How much does 2 or 4 cups per day equal in pounds per month? How long does X lb bag of dog food last you. *For one golden retriever*. I see a lot of answers of people saying for my 4-5 dogs.. etc.. I mostly wanted to know for 1 dog.

I know it is different depending on how much you feed, but what I'm wondering is a general rule of thumb like 2 cups twice a day = lbs per month.


----------



## jenlaur

I agree, each dog is different. We feed Fromm. Our 57 lb. female eats 3 1/2 cups a day. Our 64 lb. male eats 3 cups a day. Both are pretty active.


----------



## wenryder

Our pup is 6 months and about 43 lbs; he eats Fromm Family Gold Large Breed Puppy. He eats about 3.5 cups a day, and a 35lb bag of food usually lasts about 7 weeks.


----------



## HiTideGoldens

The lbs/month will vary based on the type of food you buy since some are heavier or lighter. I think a better question would be how many calories per day, that way you can compare apples to apples when looking at foods.
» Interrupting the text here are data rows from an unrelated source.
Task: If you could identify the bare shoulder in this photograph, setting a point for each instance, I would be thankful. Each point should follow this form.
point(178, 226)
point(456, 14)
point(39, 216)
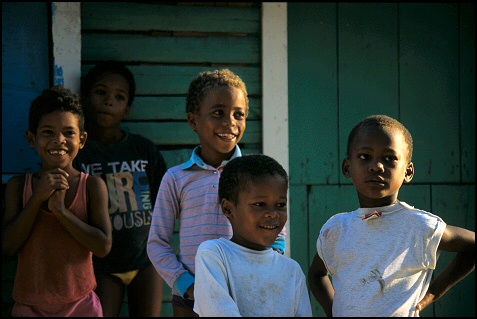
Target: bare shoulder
point(457, 239)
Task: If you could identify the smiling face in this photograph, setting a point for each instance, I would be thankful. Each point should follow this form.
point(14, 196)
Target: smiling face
point(378, 165)
point(260, 212)
point(108, 102)
point(220, 123)
point(57, 139)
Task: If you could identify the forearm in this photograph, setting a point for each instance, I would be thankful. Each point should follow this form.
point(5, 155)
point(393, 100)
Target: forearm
point(90, 237)
point(16, 231)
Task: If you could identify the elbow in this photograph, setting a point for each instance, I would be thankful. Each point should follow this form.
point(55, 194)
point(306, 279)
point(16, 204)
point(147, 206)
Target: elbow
point(105, 247)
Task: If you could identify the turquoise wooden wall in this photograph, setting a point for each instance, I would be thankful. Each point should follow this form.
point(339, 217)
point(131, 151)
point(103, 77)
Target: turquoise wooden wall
point(415, 62)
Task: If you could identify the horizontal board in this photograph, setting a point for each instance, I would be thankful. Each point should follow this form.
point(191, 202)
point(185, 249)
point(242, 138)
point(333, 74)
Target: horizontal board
point(148, 48)
point(180, 133)
point(128, 16)
point(175, 79)
point(173, 108)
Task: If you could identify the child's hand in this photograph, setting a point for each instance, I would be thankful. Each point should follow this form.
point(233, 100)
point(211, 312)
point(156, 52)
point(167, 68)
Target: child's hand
point(56, 202)
point(55, 179)
point(190, 293)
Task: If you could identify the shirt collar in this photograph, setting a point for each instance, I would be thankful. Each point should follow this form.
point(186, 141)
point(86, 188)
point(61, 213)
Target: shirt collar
point(195, 159)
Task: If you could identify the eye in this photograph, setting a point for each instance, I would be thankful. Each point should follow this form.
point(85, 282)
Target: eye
point(282, 205)
point(99, 91)
point(390, 158)
point(218, 112)
point(120, 97)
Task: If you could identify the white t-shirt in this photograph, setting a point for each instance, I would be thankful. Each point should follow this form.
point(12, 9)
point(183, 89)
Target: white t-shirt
point(380, 266)
point(232, 281)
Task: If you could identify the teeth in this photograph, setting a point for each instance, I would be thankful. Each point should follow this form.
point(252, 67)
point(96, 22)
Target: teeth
point(227, 135)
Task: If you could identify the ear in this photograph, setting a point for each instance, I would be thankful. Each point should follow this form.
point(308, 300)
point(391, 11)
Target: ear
point(83, 138)
point(30, 138)
point(227, 207)
point(345, 168)
point(409, 174)
point(127, 111)
point(191, 120)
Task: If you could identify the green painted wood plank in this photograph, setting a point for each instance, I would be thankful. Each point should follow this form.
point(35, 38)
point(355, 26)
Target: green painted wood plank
point(467, 90)
point(456, 205)
point(368, 65)
point(175, 79)
point(312, 89)
point(173, 108)
point(150, 48)
point(180, 133)
point(126, 16)
point(429, 86)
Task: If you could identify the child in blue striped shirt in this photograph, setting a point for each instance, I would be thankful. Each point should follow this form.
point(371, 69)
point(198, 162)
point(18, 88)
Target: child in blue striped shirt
point(217, 108)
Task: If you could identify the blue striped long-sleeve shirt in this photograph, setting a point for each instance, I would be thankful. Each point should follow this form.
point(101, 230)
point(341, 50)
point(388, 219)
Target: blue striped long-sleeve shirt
point(188, 196)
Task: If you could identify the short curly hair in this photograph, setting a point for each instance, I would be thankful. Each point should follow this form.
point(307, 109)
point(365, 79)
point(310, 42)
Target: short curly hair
point(249, 168)
point(381, 120)
point(208, 80)
point(56, 98)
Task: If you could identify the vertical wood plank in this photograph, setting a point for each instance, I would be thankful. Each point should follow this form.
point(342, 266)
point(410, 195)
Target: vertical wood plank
point(368, 65)
point(429, 85)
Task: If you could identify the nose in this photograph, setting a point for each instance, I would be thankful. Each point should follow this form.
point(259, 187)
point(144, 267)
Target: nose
point(108, 99)
point(376, 166)
point(229, 120)
point(60, 138)
point(271, 213)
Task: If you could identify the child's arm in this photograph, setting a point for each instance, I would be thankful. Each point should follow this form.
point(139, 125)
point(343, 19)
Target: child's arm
point(454, 239)
point(159, 243)
point(320, 285)
point(96, 234)
point(18, 221)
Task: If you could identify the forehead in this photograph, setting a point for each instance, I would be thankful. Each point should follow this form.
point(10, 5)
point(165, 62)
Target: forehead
point(224, 95)
point(379, 134)
point(110, 79)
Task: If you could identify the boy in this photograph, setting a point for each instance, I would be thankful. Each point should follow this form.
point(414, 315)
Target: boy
point(57, 217)
point(243, 276)
point(382, 255)
point(217, 108)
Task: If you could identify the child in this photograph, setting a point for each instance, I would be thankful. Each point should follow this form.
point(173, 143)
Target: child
point(132, 167)
point(56, 218)
point(243, 276)
point(382, 255)
point(217, 108)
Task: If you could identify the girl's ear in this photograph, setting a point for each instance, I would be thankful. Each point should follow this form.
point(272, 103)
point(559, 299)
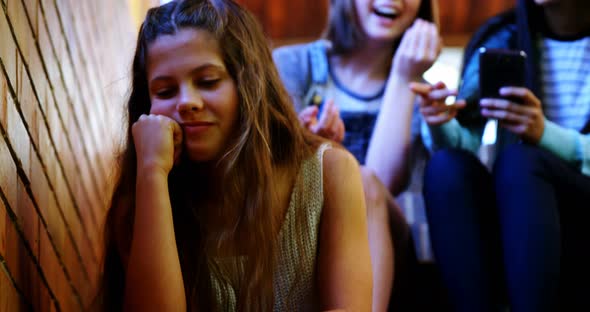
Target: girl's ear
point(435, 13)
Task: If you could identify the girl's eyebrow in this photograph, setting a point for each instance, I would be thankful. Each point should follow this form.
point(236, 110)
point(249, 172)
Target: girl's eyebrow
point(196, 70)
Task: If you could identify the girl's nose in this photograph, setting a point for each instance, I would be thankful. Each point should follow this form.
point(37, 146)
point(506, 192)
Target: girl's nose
point(190, 100)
Our 16 month old boy eats 1260-1470 calories per day (ETA: this is a total of 3-3.5 cups per day of Acana Grasslands), depending on how much activity he had that day and if he's looking skinny or not. We don't give treats often, so that's a pretty fair calculation of his calories. He is fairly young still and very active though, and my understanding is that most adult dogs eat less calories than that once they are fully mature.


----------



## Megora

I feed our golden 1.5-2 cups a day. Keep in mind that this is all he needs based on what else he eats throughout the day (handouts, treats). It is also based on the type of kibble he eats. 

If you feed fromm or any grain free type brands, you probably need to feed double just to maintain a healthy weight on your dog.
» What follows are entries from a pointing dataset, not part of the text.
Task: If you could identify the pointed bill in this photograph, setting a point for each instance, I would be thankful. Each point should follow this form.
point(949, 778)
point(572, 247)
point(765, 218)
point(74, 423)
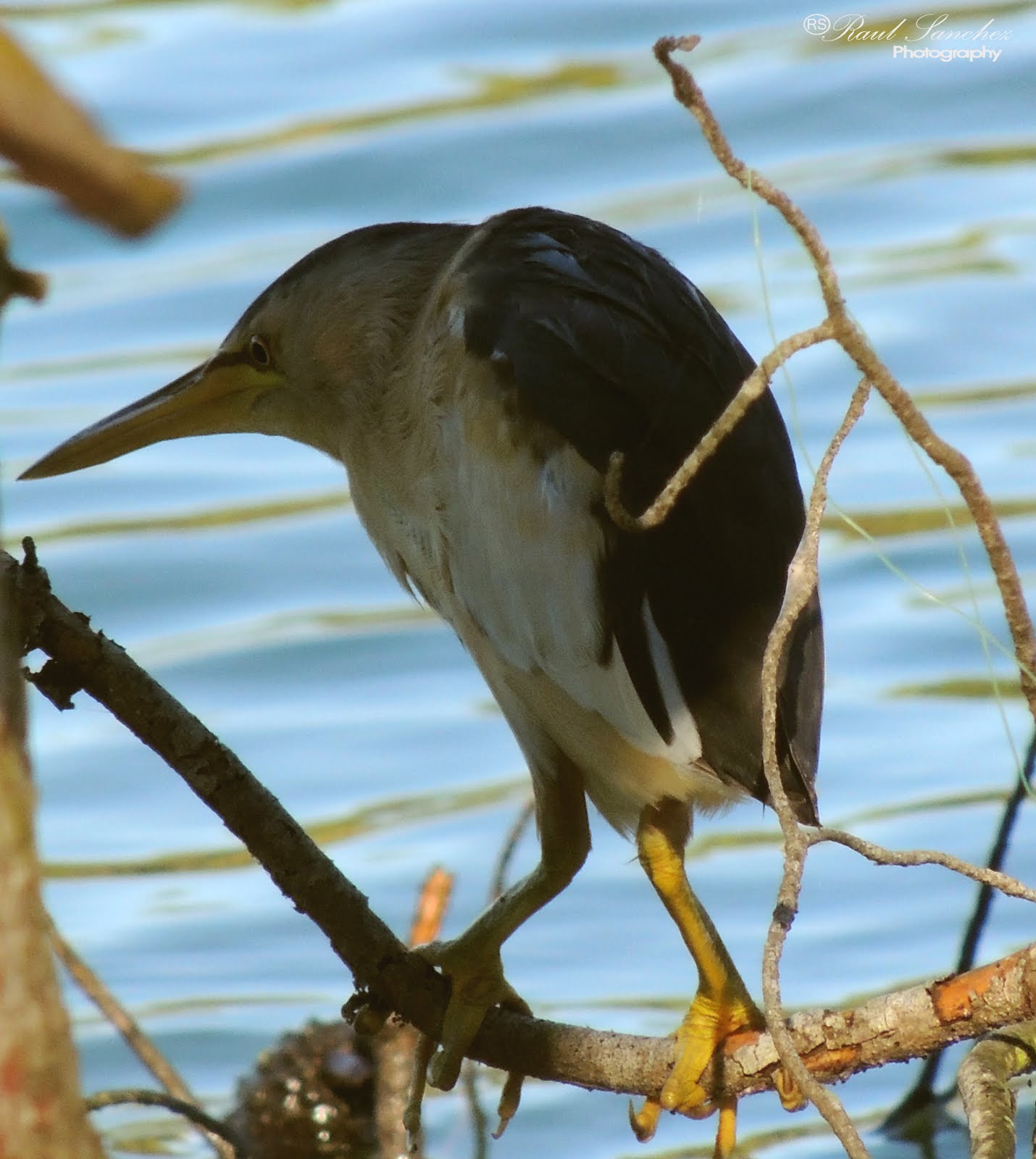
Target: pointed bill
point(212, 399)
I buy a 15lb bag every 1.5 months. <- We are going slower than that right now because I'm giving him about 1/2 cup of a different type of kibble per day. I'll be close to 2 months by the time I buy another 15lb bag. <- I would not want to keep a bag of dog food in storage longer than 2 months, because that ups the chance of your dog eating moldy food and getting digestive issues.

The 15lb bag is $30. And I also buy a $12 5lb bag of something else. <- give or take, $42 every 2 months. 

The important thing to remember - what you spend on dog food is worth it if you have a healthy dog afterwards.


----------



## CarolinaCasey

My 8 month puppy just ate through a 30 lb bag of dog food in 37 days. He was being bed 3.5 cups per day. Sometimes I'd use a handful of food here and there as treats or in my pocket during a walk... but not too often.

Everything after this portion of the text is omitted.